Antidepressants have been a staple in mental health treatment for decades, but researchers never knew exactly how they worked on a molecular level — until now. A team of scientists has discovered the precise process behind the effectiveness of two popular antidepressants, and broken down an important wall on the road to developing safer, more effective medications in the future.

Americans are taking more antidepressants than ever; studies estimate 8 to 10 percent of the population are on the medication, the third most common in the United States. The most popular class of antidepressants is selective serotonin reuptake inhibitors (SSRIs), and though clinicians prescribe them widely, the exact mechanisms that allow the medications to work were not fully understood.

A new study published Wednesday in Nature details the molecular structure of the human serotonin transporter (SERT), the target of many antidepressants, including SSRIs. Serotonin performs a variety of functions in the brain including regulation of sleep, appetite, sexual desire, mood, and social behavior. SSRIs are designed to boost serotonin levels in the brain by blocking the neurotransmitter from being absorbed back into the cell. By doing this, the medication increases the amount of serotonin available in the brain.

The paper describes how SERT behaves when presented with two of the most popular SSRIs on the market — citalopram and paroxetine.

A Serotonin Problem

Depression as an illness, like the drugs used to treat it, is not fully understood. One major theory focuses on how the neurotransmitter serotonin can even affect bodily functions, including the cardiovascular system and various endocrine tasks. Many researchers believe that an imbalance in serotonin can influence these different aspects, which led to the development of SSRIs.

The current study, led by Dr. Eric Gouaux, a senior scientist in the Vollum Institute at Oregon Health and Science University, offers brand new insight into the inner workings of this process. Thanks to X-ray crystallography, the research literally provides a picture of the moment SERT is bound to both citalopram and paroxetine.

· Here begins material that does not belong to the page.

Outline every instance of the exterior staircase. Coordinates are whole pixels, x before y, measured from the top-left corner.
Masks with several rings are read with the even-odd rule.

The researchers found the antidepressants directly block serotonin from binding to SERT’s membrane protein, a finding they suggest will have a major impact on future SSRI development.

Looking Ahead

When tricyclic antidepressants were first developed in the 1950s, they provided relief in 60 to 80 percent of patients, but were also responsible for serious side effects like weight gain, sluggishness, and even some deaths from overdose. Scientists knew something had to be done, and a more targeted class of antidepressants hopped onto the market in 1987. The difference between the old drugs and these was specificity — instead of smothering an entire brain region in chemicals, the new medications focused on the serotonin transporter. The new formula was a success, with the same number of patients claiming improvement with fewer side effects.

Even though SSRIs were working, Gouaux and his colleagues knew that better understanding that process would allow for growth and improvements.

“Taken together, the structures of the SERT shed fresh insight into antidepressant recognition,” the authors wrote in the paper. This, they said, would allow researchers to design small molecules that target the binding sites specifically involved in blocking serotonin reuptake, or being absorbed back into the cell.

Better therapies would be welcome; depression and other disorders for which SSRIs are prescribed still need more consistent, focused treatments. SSRIs may be effective for 60 to 80 percent of patients, but that means millions of people are still struggling.

“The heavy toll that devastating illnesses like anxiety and depression have on families and communities is, in many ways, incalculable,” said Gouaux. “Revealing the precise structure of the serotonin transporter holds tremendous promise for the development of life-changing drug treatments for these diseases.”

Source: Coleman J, Green E, Gouaux E. X-ray structures and mechanism of the human serotonin transporter. Nature. 2016.

Correction: A previous version of this article incorrectly stated that SSRIs were developed in the 1950s instead of tricyclics.